Swansea City

2

Watford

1

Jamal Lowe will know Watford well having been born in Harrow and played for just about every club eligible for the Herts Senior Cup apart from the Golden Boys. He got up close and personal with the Hornets here, scoring two goals as the Swans recovered from the concession of a Tom Cleverley opener to win a key game between third and fifth.

There were only three points between the sides with the two meanest defences in the division, so there was never going to be much to choose between them at the Liberty Stadium. You hoped it was going to prove significant when the Hornets went ahead in an away game for only the fourth time this season after 20 minutes. The feel-good factor looked to have continued from the Boxing Day win over Norwich and spilled into South Wales.

But they really needed a second goal to give themselves a cushion, or in the end claim a draw, against a very decent Swansea side – and the Hornets have now only done that, scored twice in a game, in two of their last 11 league matches.

Swansea are a bit more free-scoring and they scored one before the break and once after, both through the lively Lowe, to extend a nice little run to one defeat in eight, five of which have been wins. They go back up to second, six points ahead of the Golden Boys. You could tell how much this one meant to them by the way they reacted at the full-time whistle. While the Hornets did not do enough to win this one, they could stake a claim for a draw, particularly on the strength of a flurry of activity in the Swans penalty box in the minutes between 70 and 80.

The first half was arguably the most watchable first 45 minutes away from home this season, right up there with the helter-skelter opening half at QPR. There was a lovely tempo to proceedings, the sort you'd expect in a duel between two of the top five. Both sides' preferred mode of attack was down the right, with Connor Roberts providing a fresh supply of ammunition down the Swans' right and Ismaīla Sarr doing the same down the other side, although perhaps a bit more defensively.

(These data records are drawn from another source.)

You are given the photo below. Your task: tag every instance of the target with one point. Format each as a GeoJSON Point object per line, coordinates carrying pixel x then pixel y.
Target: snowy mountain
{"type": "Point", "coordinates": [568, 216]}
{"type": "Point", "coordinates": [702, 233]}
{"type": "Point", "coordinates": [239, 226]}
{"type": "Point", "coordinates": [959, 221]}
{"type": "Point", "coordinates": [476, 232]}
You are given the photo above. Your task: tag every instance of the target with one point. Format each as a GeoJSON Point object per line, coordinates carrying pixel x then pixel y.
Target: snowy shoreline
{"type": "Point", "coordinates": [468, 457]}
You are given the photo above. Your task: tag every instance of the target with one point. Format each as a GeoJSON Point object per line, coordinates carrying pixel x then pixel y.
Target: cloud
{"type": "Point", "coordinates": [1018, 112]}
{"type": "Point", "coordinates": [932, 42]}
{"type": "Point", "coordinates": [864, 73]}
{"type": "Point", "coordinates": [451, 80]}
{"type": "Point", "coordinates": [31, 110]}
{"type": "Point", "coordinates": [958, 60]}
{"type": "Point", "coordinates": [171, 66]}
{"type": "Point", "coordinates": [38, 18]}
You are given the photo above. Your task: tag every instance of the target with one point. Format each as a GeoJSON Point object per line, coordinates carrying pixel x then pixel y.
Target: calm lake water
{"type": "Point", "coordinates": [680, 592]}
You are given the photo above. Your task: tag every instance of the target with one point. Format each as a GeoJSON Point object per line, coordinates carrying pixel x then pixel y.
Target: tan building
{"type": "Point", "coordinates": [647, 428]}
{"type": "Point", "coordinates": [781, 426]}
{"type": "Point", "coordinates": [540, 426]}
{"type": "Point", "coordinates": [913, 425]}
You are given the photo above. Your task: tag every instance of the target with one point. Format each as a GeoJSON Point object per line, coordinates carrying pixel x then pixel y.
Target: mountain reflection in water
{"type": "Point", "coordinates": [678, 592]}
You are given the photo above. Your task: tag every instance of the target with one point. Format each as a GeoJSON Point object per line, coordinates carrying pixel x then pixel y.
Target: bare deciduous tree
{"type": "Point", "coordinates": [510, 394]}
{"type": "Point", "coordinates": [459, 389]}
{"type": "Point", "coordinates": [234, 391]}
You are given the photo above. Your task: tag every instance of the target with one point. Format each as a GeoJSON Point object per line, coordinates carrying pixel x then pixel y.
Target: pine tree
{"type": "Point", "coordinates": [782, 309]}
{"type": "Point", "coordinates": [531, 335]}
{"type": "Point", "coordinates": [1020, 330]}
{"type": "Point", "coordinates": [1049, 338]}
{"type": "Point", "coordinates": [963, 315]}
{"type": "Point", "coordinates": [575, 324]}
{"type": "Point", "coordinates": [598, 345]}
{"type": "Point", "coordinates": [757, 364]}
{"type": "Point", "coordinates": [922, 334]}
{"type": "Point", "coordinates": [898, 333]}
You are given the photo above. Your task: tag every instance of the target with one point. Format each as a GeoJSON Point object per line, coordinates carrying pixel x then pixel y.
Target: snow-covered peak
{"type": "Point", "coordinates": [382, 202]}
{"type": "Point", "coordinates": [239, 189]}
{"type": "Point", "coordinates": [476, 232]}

Roberts fizzed two across in the first ten minutes, the first in the corridor of uncertainty that away defenders and home attackers were a whisker away from guiding past Ben Foster. The second Jamal Lowe really should have left for the better-placed Jay Fulton.

The Hornets weathered that early storm and then responded with some punches of their own. Ben Wilmot, on the return to the club where he has cult-hero status after his winner in the South Wales derby last season, did superbly not only to chase and win a lost cause in the bottom right-hand corner, but then to sling over a first-time cross with his weaker left foot that Andre Gray threatened to do what he did at the same end three years ago for his first Watford goal.

The chance went begging but Cleverley, the only survivor from the two sides when they last met, made no mistake with the one that fell his way from 20 yards after as many minutes, rifling it first time into the bottom corner. It was his third of the season and the first time the team had scored from open play away from home since the game at Loftus Road in November.

Wounded by conceding their first goal in more than five hours of football, Swansea came again and were never going to roll over and have their tummy tickled at a venue where they have lost just once this season. Foster had to make a flying save on 37 minutes to deny Andre Ayew, although it was straight at him, and one from similar range soon after from Korey Smith. The Swans must have wondered if there was going to find a way past the former England 'keeper, but they kept plugging away and deservedly drew level just before the break when Lowe, who worked under Hall of Famer Kenny Jackett at Portsmouth, bent one round Francisco Sierralta and Foster for his fifth goal in five games.

Muñoz sought to stiffen the left side at the break by introducing Adam Masina, who was always only going to play a maximum of 45 minutes as he works his way back from a few months on the sidlelines. The Spaniard made a second change on the hour, bringing on James Garner for Nathaniel Chalobah who had done well but who was on a booking and running the risk of picking up a second yellow.

A second yellow did not materialise, but a second goal for Lowe did, the summer signing nodding in a cross from Smith, the delivery again coming from the right. It was a real blow that one.

The Hornets did have a real go at fashioning an equaliser. Sarr got in three times down the right; the winger had a header from a corner blocked at the near post; Troy Deeney had one superbly blocked by Marc Gueyi and then the captain was really annoyed at one he side-footed over. The frustration was still etched on his face and those of the players as they headed down the tunnel at full-time, knowing this was a point that slipped away.